Tiene además la iglesia otra bendición que se hace mostrando a los fieles la Eucaristía haciendo al propio tiempo la señal de la cruz. Pueden darla los presbíteros, pero no deben hacerlo sino en los días que la iglesia señala. Si los fieles la desean fuera de este tiempo se necesita un permiso particular del obispo, lo cual se hace para que, concediéndola con menos frecuencia, la reciba el pueblo con mayor respeto.
Es bastante conocida la bendición que da el papa por escrito a sus fieles en el principio de sus bulas, que dice así: Salutem et apostolicam benedictionem (salud y bendición apostólica); esta la omite cuando escribe a los que no están en el seno de la iglesia. Cuando se dirige en estos términos a algún excomulgado, se le considera desde luego absuelto por estas palabras de benevolencia y caridad. Suele enviarla también el santo padre algunas veces a los que están en el artículo de la muerte; pero los obispos no pueden usarla.
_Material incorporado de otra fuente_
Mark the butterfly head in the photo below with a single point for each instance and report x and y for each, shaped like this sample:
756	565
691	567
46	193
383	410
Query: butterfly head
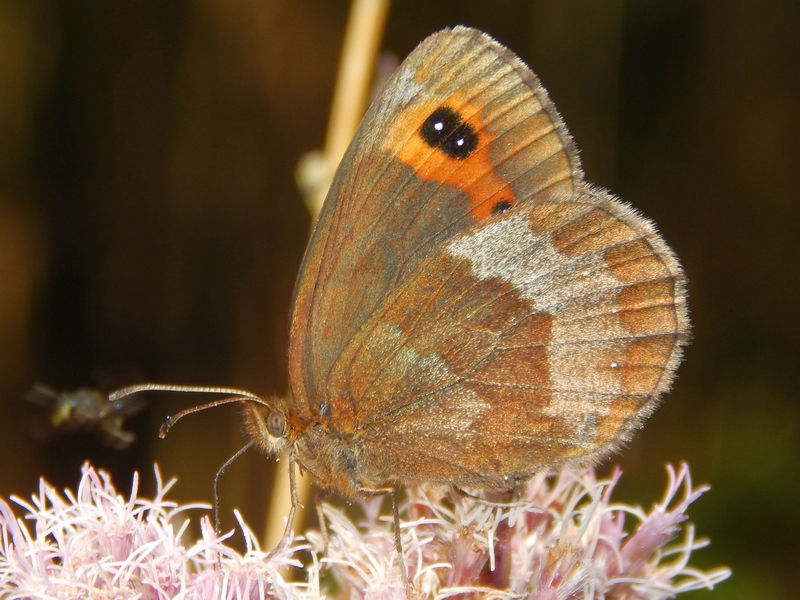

La bendición nupcial es una ceremonia que se observa en todas las comuniones cristianas en el acto de celebrarse el matrimonio. En la Iglesia católica lleva el carácter de Sacramento; en la griega tiene el nombre de coronación y entre los protestantes el de bendición. Antes del establecimiento del cristianismo no se usaba esta ceremonia, pues según Fleury, no se ve que en el matrimonio de los judíos interviniera ninguna ceremonia religiosa, y si había alguna era únicamente la bendición paternal.
En la mayor parte de los países cristianos el acto celebrado por el ministerio eclesiástico en el matrimonio, es acto religioso y civil a la vez. Desde los primeros siglos de la iglesia la bendición nupcial fue considerada como un medio por el que esperaban los desposados llamar sobre si la unción de la gracia celeste, bendición que fue recomendada a los fieles por los discípulos de los apóstoles, como puede verse en San Ignacio, que en su epístola a Policarpo, dice: Nubat in ecclesia benedictione ecclesiae ex domini precepto. Pero no todos los fieles seguían este precepto y la bendición nupcial no se confundía con el contrato del matrimonio. Este se contrae, según el código romano por medio de un simple juramento que el esposo prestaba a la esposa poniendo la mano sobre el Evangelio.
Este medio tan fácil que entregaba el pudor de una virgen inocente a las manos de un pérfido que la abandonaba por satisfacer otros deseos, llamó la atención del emperador Justiniano, el que mandó en la novela 24, cap. 4º, que el juramento sobre los Evangelios se tuviese que proferir ante testigos. Al pronto pareció que esta precaución evitaría los fraudes en este punto, pero por una connivencia con los testigos, que ordinariamente se buscaban jóvenes, se eludió esta disposición, volviendo la cara atrás dichos testigos en el acto de proferirse el juramento; y más tarde cuando una madre abandonada por un traidor, reclamaba ante el obispo la fe de aquellos testigos; decían que ellos no hablan visto nada. Viendo estos abusos, fue preciso buscar garantías más eficaces y tomando en ello parte la iglesia por órgano del mismo emperador, mandó este en la novela 74, cap. 14, que el esposo debía conducir a su futura a la iglesia y declarar formalmente ante el sacerdote y algunos testigos que la tomaba por compañera y madre de sus hijos, de lo que se levantaba un acta que se archivaba en la iglesia; y dice el mismo emperador que el motivo de dictar aquella disposición, fue porque dudaba de la poca fe de los testigos. Este fue el último método de matrimonios celebrados en la iglesia a los que se les añadió la bendición nupcial.